Gradient Clipping mitigates the exploding gradients problem by clipping the gradients during backpropagation so that they never exceed some threshold.

Info

This technique is generally used in recurrent neural networks, where using batch norm is tricky.

Example

clip_grad_norm_clip_grad_value_

import torch.nn as nn

for epoch in range(n_epochs):
    for X_batch, y_batch in train_loader:
        X_batch, y_batch = X_batch.to(device), y_batch.to(device)

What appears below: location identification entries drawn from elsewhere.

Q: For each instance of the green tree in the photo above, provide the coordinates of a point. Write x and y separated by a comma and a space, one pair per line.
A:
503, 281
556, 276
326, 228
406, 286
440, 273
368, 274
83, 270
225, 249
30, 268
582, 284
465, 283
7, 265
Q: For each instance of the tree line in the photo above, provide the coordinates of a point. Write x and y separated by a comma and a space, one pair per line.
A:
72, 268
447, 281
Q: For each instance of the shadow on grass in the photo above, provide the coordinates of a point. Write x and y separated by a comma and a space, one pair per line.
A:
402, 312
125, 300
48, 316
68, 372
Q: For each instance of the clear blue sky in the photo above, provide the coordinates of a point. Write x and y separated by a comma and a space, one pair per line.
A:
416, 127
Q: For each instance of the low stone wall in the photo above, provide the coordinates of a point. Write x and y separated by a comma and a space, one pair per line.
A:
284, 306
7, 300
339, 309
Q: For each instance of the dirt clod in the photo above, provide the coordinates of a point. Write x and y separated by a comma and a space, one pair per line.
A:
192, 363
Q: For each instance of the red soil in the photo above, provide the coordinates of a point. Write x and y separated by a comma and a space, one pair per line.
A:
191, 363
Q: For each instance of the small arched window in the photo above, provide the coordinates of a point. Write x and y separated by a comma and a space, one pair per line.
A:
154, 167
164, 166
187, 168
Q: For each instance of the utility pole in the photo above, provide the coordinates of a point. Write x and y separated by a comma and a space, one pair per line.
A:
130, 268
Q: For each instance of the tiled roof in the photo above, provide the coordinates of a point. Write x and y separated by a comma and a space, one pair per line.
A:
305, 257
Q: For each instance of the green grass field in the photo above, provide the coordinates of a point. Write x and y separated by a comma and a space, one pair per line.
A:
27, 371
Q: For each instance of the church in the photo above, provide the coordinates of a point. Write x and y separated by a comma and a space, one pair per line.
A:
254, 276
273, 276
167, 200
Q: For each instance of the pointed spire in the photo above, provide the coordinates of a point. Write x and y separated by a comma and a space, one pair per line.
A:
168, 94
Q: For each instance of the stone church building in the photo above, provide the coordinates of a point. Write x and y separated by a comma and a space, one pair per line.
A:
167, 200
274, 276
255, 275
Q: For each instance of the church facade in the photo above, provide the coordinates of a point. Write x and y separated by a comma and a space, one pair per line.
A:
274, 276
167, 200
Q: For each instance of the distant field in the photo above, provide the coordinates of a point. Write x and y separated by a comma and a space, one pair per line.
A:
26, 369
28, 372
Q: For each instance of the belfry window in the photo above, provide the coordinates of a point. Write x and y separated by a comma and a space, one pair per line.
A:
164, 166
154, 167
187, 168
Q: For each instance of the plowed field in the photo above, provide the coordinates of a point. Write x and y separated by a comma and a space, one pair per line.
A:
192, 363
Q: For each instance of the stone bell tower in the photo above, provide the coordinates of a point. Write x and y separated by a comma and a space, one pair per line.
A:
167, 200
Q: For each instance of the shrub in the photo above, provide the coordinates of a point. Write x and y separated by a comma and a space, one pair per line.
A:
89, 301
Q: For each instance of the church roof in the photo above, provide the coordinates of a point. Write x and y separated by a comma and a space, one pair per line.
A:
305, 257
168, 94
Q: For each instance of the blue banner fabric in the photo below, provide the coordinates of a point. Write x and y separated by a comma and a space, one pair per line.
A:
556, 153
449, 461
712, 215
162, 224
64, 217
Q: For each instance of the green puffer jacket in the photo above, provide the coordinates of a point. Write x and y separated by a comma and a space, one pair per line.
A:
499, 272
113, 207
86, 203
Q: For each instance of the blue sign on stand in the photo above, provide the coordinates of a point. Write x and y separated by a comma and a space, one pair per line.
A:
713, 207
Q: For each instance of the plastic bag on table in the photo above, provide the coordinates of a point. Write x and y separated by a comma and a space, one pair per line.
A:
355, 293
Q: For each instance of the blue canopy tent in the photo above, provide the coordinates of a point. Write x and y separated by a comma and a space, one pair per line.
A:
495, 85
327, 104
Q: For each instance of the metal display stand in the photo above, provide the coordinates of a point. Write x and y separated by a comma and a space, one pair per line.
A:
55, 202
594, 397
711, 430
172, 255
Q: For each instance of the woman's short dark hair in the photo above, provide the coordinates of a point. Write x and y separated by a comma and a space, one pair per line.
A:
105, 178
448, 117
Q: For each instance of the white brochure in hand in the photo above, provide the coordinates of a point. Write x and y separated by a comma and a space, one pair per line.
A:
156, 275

        optimizer.zero_grad()
        y_pred = model(X_batch)
        loss = loss_fn(y_pred, y_batch)
        loss.backward()
        nn.utils.clip_grad_norm_(model.parameters(), max_norm=1.0)
        optimizer.step()

Info

If the original gradient vector is [0.9, 100.0], it points mostly in the direction of the second dimension; but once you clip it by norm, you get [0.00899964, 0.9999595], which would preserve the vector's orientation, but almost eliminate the first component.

import torch.nn as nn

for epoch in range(n_epochs):
    for X_batch, y_batch in train_loader:
        X_batch, y_batch = X_batch.to(device), y_batch.to(device)

        optimizer.zero_grad()
        y_pred = model(X_batch)
        loss = loss_fn(y_pred, y_batch)
        loss.backward()
        nn.utils.clip_grad_value_(model.parameters(), max_norm=1.0)
        optimizer.step()

Info

If the original gradient vector is [0.9, 100.0], it points mostly in the direction of the second dimension; but once you clip it by value, you get [0.9, 1.0], which points roughly at the diagonal between the two axes.